Bayesian Optimization and other Bad Ideas for Hyperparameter Optimization

Kevin Jamieson
Postdoctoral fellow, UC Berkeley
Date: Jan. 20th, 2017

Abstract

The performance of machine learning systems depends critically on tuning parameters that are difficult to set by standard optimization techniques. Such “hyperparameters”---including model architecture, regularization, and learning rates---are often tuned in an outer loop by black-box search methods evaluating performance on a holdout set. We formulate such hyperparameter tuning as a pure-exploration problem of deciding how many resources should be allocated to particular hyperparameter configurations.
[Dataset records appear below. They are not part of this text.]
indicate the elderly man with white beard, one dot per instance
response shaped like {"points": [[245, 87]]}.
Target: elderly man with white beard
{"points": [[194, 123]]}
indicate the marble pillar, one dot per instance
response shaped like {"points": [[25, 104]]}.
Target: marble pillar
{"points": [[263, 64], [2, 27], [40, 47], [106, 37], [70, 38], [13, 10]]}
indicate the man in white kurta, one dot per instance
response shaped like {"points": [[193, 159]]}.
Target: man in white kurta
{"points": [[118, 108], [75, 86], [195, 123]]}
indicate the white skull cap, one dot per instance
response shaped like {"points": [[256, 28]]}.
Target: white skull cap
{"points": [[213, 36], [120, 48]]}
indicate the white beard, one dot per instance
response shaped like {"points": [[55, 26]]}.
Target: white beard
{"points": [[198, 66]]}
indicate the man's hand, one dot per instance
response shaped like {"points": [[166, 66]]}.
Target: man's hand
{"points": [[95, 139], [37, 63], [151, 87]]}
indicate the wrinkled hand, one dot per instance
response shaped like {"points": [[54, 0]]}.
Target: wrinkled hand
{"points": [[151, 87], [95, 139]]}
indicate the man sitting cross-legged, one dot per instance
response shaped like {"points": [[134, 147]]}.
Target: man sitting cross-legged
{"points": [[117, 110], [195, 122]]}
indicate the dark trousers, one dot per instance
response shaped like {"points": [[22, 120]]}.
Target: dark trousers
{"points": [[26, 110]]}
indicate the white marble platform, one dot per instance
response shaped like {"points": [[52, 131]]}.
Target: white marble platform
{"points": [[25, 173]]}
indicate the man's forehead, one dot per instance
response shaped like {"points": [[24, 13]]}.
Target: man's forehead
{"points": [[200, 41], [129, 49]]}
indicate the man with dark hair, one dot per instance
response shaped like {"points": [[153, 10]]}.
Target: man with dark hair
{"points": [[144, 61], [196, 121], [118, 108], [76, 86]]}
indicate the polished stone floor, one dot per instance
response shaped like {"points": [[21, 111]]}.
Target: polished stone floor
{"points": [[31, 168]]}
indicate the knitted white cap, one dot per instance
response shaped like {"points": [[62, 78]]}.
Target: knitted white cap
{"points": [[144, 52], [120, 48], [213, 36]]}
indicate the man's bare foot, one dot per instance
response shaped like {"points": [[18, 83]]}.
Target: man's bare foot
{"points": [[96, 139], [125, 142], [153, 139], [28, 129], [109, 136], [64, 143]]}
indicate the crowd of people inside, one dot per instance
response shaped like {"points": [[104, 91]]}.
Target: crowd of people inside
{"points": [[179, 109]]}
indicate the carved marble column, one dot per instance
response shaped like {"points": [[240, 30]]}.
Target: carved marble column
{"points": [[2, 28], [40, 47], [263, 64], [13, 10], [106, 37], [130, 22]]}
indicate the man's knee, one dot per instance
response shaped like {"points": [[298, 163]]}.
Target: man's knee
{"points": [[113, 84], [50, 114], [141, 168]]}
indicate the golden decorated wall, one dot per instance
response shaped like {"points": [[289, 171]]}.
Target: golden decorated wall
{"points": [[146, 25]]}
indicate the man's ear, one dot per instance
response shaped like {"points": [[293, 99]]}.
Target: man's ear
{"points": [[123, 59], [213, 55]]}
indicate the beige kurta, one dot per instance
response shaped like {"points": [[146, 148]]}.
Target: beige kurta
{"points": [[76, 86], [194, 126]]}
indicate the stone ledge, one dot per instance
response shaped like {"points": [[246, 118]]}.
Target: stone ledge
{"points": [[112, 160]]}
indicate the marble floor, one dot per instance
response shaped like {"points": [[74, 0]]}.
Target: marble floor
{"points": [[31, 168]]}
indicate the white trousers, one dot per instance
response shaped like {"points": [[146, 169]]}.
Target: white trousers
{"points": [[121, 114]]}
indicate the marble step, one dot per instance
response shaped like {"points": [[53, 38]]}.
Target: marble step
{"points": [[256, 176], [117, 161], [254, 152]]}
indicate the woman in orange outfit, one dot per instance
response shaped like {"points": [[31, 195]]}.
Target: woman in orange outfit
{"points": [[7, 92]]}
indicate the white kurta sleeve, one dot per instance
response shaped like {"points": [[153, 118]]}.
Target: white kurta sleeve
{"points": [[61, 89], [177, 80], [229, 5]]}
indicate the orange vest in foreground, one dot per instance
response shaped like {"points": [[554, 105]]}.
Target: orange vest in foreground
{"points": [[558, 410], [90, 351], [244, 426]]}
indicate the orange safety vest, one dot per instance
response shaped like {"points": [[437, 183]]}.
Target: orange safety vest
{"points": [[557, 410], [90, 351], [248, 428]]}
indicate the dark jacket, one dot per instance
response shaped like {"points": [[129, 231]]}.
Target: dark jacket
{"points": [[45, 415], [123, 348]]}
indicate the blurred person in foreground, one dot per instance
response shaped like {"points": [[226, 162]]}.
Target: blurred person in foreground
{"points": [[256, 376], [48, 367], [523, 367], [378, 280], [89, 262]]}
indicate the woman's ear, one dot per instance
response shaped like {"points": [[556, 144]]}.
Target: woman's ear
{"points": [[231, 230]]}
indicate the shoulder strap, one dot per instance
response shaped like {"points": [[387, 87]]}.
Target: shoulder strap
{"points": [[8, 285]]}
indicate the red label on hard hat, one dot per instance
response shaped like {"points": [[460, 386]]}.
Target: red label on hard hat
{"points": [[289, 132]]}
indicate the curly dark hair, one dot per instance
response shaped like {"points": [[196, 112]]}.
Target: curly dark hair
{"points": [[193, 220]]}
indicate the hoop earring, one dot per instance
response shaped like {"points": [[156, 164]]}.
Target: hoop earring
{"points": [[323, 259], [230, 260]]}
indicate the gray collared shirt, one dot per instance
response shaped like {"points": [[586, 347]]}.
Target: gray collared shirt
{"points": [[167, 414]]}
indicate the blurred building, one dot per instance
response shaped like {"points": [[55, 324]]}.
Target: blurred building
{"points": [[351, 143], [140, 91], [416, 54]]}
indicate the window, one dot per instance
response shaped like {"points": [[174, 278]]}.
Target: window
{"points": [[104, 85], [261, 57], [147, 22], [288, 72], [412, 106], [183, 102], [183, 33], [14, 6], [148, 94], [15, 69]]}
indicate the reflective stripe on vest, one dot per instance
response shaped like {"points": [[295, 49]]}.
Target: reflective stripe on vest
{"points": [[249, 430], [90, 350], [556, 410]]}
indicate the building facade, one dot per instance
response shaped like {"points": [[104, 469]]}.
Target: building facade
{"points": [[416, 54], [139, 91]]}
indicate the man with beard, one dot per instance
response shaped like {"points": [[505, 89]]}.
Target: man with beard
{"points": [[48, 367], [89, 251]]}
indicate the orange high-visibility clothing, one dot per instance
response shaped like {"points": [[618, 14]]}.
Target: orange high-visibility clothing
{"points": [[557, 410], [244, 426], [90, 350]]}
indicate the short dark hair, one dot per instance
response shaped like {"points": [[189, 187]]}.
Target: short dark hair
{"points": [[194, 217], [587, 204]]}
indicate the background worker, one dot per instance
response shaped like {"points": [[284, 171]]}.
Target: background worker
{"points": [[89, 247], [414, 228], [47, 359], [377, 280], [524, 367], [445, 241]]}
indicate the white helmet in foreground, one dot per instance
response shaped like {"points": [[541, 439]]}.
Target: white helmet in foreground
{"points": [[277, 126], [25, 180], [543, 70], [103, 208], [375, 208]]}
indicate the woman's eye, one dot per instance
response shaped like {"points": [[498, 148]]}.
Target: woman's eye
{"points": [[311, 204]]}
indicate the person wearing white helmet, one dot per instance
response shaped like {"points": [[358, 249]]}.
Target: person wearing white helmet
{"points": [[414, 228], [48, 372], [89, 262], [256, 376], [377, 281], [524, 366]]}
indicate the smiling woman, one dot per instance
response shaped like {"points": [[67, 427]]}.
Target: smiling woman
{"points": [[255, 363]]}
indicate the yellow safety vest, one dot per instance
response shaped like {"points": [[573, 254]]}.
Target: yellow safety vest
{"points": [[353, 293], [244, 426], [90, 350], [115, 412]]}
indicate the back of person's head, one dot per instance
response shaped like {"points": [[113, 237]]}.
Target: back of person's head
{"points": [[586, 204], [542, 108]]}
I will introduce our Hyperband algorithm for this framework and a theoretical analysis that demonstrates its ability to adapt to uncertain convergence rates and the dependency of hyperparameters on the validation loss. I will close with several experimental validations of Hyperband, including experiments on training deep networks where Hyperband outperforms state-of-the-art Bayesian optimization methods by an order of magnitude.

Bio

Kevin is a post-doc in the AMP lab at UC Berkeley working with Benjamin Recht. He is interested in the theory and practice of algorithms that sequentially collect data using an adaptive strategy. This includes active learning, multi-armed bandit problems, and stochastic optimization. His work ranges from theory, experimental work, to open-source machine learning systems. Kevin received his Ph.D. from the ECE department at the University of Wisconsin - Madison under the advisement of Robert Nowak.